Option 3: adjust quality of train/dev/test set to match quality of prediction set pictures

When creating a post, please add:

In Cat App example (with 205000/2500/2500 initial train/dev/tes sizes), where cat/not-a-cat prediction is made on pictures submitted by the users, which are, in general, of worse quality than pictures in the training set the argument is made for Option 2 i.e. that if we have 10,000 pictures submitted by users, the best use of these pictures would be to split them between train/dev/test sets in 5000/2500/2500 proportion.

What about Option 3: modify original train/dev/test pictures to have quality matching quality of the pictures submitted by the users? Does this idea have any merit?

The argument for it is, that after such transformation train/dev/test distribution would much better distribution of the prediction set (pictures submitted by users). Of course, to make it work, we would need to have some robust way of measuring “quality” of the pictures, etc.

Right, so how would you do that? Then you need a transformation function that you can use to implement your “make the quality more congruent” algorithm. If you are starting with 210k images before you add the 10k, then you obviously need an automated way to implement whatever it is that you specify there.
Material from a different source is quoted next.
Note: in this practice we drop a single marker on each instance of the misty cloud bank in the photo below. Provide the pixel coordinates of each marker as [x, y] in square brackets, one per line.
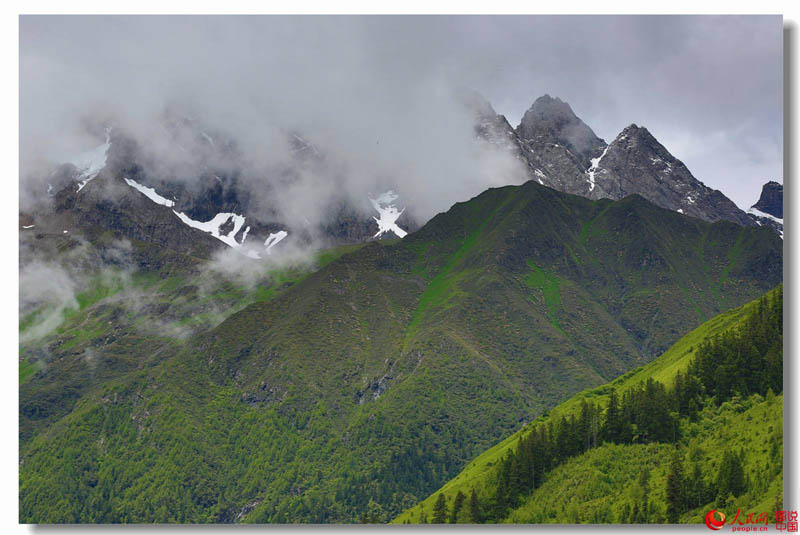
[377, 92]
[383, 116]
As a starting point, recall that a machine learning model is trained on images of a particular format, meaning that any images that are used have already been converted to the same pixel size and image type (greyscale, RGB, CMYK …).

But perhaps the simpler approach is simply to say that if your training dataset is from the wrong distribution, you need to get a better training set. But the problem is that is not always an inexpensive thing to do.

Actually, in one of the later videos (Week 2 > Addressing Data Mismatch) something quite similar is suggested (adding car noise to “clean” recorded audio to make training data more congruent with dev/test data - which typically includes car noise). Maybe, in “cat app” example, the most practical approach would be to start with option 2, and as time goes on and presumably more and more pictures are submitted by the users (and assuming these are/can be labeled) keep adding them to the training set. This way, gap between training and dev/test distributions will continue to shrink.